Let \(M=\lfloor \frac{N-1}{4}\rfloor\).

First, perform appropriate column flips so that the first row becomes all \(0\)s. From the state where the first row is all \(0\)s, exactly \(R_1(\leq M)\) positions can be column-flipped.

Consider each row. If the number of \(1\)s contained in a row is \(N/2\) or more, then the number of \(1\)s can be reduced by at most \(M\) through column flips, so it’s impossible to make the row sum equal to \(R_i\) (since \(R_i\leq M\lt N/2-M\)). Therefore, when the row sum is \(N/2\) or more, we should flip that row. After this processing is completed for all rows, there’s no need to perform row flips from this point onward.

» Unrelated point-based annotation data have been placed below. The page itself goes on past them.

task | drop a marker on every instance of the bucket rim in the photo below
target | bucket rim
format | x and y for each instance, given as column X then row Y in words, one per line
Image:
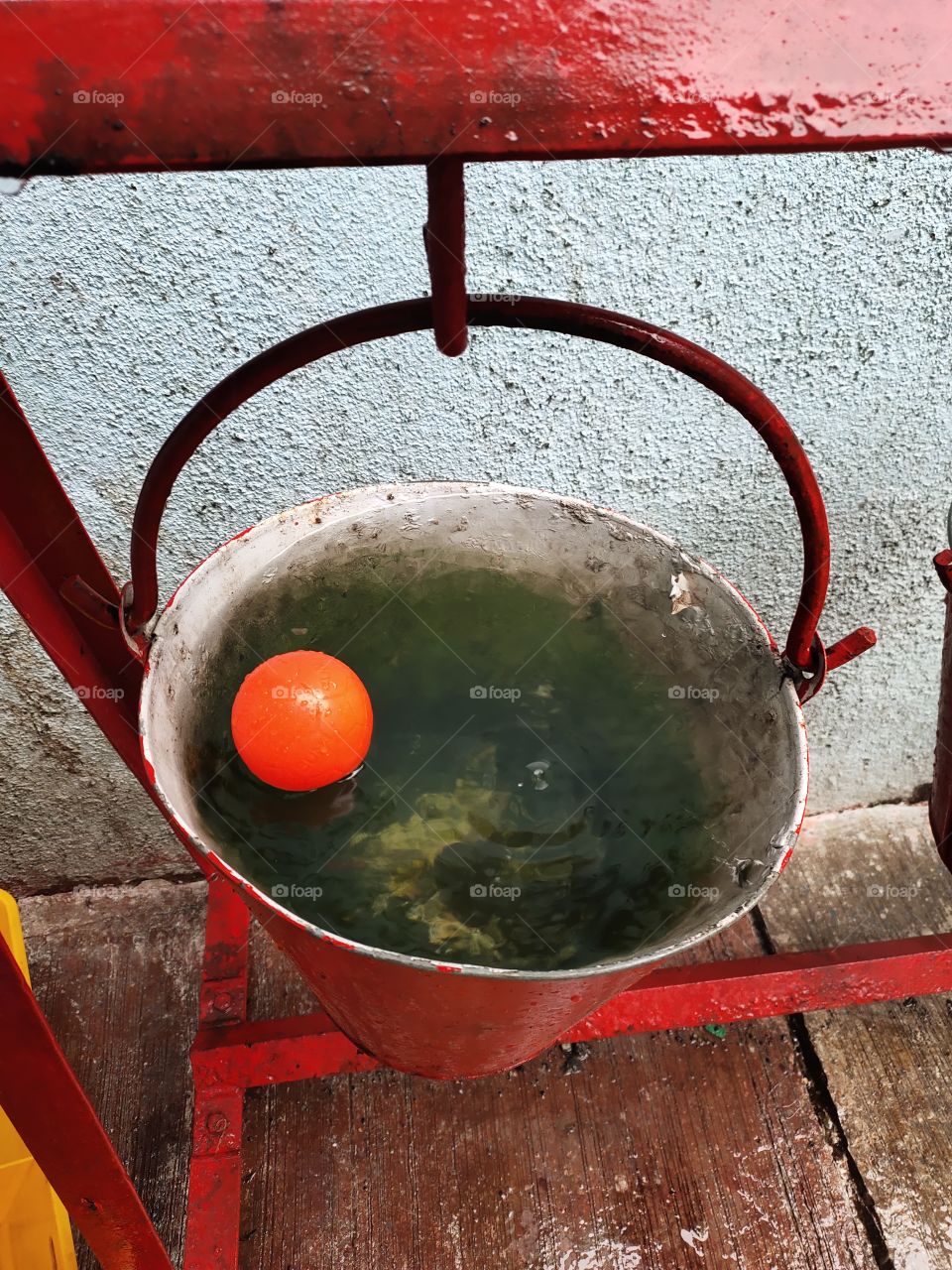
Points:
column 206, row 853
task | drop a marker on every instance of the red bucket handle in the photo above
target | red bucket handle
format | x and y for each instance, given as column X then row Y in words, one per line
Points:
column 805, row 653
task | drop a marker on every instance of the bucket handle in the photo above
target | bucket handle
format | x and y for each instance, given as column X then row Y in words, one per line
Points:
column 805, row 656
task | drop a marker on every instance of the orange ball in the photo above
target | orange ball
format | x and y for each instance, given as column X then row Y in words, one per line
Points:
column 302, row 720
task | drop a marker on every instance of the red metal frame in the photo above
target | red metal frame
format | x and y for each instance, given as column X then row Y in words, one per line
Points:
column 111, row 85
column 231, row 1056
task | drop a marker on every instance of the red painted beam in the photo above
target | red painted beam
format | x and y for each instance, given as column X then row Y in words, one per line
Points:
column 762, row 987
column 44, row 552
column 308, row 1046
column 125, row 85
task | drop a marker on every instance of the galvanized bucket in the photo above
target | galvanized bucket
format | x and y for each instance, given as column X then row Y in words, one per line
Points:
column 442, row 1019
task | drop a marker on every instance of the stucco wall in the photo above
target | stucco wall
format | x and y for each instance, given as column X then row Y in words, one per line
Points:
column 825, row 278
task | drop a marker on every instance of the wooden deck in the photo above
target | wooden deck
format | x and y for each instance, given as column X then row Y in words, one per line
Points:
column 819, row 1141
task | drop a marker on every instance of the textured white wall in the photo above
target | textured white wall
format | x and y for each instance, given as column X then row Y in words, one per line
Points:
column 825, row 278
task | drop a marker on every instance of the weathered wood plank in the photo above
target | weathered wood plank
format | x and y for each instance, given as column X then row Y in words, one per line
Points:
column 116, row 970
column 651, row 1152
column 865, row 875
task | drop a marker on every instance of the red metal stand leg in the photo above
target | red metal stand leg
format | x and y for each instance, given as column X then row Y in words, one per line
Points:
column 49, row 1109
column 214, row 1175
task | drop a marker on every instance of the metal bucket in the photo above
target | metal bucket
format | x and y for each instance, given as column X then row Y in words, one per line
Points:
column 443, row 1019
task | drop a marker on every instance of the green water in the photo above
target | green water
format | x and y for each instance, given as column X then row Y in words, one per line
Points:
column 530, row 795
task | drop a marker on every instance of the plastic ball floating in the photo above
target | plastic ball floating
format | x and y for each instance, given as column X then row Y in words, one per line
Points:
column 302, row 720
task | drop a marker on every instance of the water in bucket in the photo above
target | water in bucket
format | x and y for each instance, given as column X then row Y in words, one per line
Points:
column 538, row 793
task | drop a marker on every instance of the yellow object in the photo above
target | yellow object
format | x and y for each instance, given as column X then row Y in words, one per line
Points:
column 35, row 1228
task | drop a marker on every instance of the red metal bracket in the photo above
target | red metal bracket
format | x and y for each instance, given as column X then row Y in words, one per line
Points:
column 444, row 238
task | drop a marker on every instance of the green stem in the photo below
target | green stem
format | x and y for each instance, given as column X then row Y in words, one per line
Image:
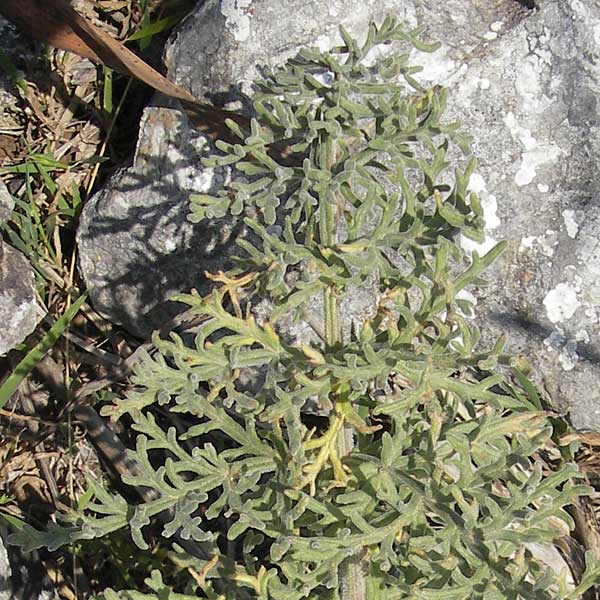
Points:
column 351, row 575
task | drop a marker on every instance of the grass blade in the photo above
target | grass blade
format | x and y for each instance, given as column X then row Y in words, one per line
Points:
column 36, row 354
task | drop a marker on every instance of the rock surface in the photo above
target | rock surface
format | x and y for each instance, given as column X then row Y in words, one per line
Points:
column 521, row 81
column 23, row 577
column 19, row 311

Next, consider each column. Since no more row flips will be performed, the sum of column \(j\) must be either \(C_j\) or \(N-C_j\). When it’s \(N-C_j\), we flip column \(j\).

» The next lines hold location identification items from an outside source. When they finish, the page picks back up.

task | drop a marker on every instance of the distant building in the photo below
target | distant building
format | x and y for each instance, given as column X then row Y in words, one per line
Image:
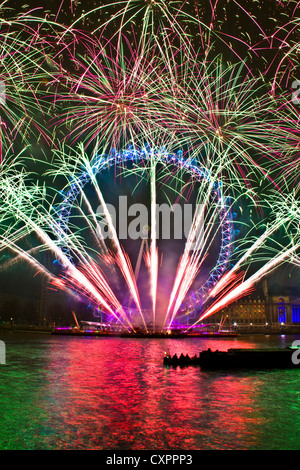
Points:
column 262, row 308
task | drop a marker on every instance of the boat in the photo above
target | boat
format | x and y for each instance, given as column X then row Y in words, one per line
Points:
column 213, row 334
column 69, row 331
column 235, row 358
column 153, row 334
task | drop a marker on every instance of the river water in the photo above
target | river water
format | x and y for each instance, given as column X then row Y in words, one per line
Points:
column 115, row 394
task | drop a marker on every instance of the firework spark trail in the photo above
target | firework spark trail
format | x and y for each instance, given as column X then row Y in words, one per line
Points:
column 244, row 287
column 153, row 247
column 122, row 260
column 74, row 275
column 189, row 265
column 257, row 244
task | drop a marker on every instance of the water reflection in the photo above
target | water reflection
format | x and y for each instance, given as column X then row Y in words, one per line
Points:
column 96, row 393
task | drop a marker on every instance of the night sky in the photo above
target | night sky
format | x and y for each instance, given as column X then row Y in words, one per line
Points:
column 259, row 32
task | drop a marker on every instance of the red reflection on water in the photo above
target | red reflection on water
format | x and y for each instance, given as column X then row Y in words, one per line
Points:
column 115, row 394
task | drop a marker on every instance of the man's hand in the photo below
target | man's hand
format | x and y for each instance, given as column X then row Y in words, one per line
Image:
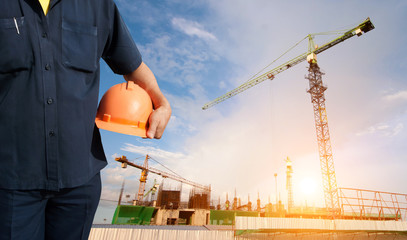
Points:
column 162, row 110
column 158, row 121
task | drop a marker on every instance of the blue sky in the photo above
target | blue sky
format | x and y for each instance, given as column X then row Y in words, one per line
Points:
column 199, row 50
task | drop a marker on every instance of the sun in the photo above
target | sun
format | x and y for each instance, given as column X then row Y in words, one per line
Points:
column 308, row 186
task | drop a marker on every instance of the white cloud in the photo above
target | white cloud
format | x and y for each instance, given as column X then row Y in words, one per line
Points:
column 192, row 28
column 152, row 151
column 397, row 96
column 384, row 129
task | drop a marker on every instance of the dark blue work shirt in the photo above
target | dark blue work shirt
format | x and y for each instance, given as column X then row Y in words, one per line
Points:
column 49, row 86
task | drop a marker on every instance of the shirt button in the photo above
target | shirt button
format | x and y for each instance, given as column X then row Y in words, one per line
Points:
column 51, row 133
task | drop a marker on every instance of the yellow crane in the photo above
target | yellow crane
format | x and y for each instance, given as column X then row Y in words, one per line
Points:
column 316, row 90
column 145, row 169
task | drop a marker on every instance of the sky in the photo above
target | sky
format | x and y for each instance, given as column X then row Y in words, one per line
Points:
column 199, row 50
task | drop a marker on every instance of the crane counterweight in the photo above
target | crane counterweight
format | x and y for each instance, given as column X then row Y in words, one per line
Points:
column 316, row 90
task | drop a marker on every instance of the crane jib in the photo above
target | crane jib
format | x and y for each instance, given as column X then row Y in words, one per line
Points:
column 364, row 27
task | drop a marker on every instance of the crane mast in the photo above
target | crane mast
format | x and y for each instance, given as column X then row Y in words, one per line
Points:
column 316, row 89
column 145, row 169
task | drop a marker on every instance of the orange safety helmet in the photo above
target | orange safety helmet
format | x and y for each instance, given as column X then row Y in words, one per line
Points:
column 125, row 108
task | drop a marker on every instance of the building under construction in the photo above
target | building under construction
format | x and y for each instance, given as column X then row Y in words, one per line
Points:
column 346, row 210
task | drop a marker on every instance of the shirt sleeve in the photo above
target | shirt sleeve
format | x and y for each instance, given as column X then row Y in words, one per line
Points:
column 120, row 53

We then check whether the matrix \(A\) obtained through these operations satisfies the condition for the sum of each row.

To summarize, we can solve this problem with the following procedure:

1. Perform column flips so that the first row becomes all \(0\)s.
2. For each row, if the sum is \(N/2\) or more, flip that row.
3. For each column, if the sum is \(N/2\) or more, flip that column.
4. Check whether the obtained matrix satisfies the conditions.

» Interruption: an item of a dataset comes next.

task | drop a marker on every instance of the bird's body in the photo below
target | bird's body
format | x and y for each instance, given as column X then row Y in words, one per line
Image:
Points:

The time complexity is \(O(N^2)\).

def solve():
    N = int(input())
    A = [[int(j) for j in input()] for i in range(N)]
    R = list(map(int, input().split()))
    C = list(map(int, input().split()))
    op_row = [0] * N
    op_col = [0] * N

    def flip_row(i):
        op_row[i] ^= 1
        for j in range(N):
            A[i][j] ^= 1

    def flip_col(j):
        op_col[j] ^= 1
        for i in range(N):
            A[i][j] ^= 1

    for j in range(N):
        if A[0][j] == 1:
            flip_col(j)
    for i in range(N):
        if sum(A[i]) >= (N + 1) // 2:
            flip_row(i)
    for j in range(N):
        if sum(A[i][j] for i in range(N)) >= (N + 1) // 2:
            flip_col(j)
    for i in range(N):
        if sum(A[i]) != R[i]:
            return print("No")
    for j in range(N):
        if sum(A[i][j] for i in range(N)) != C[j]:
            return print("No")

    print("Yes")
    print(*op_row, sep="")
    print(*op_col, sep="")


T = int(input())
for _ in range(T):
    solve()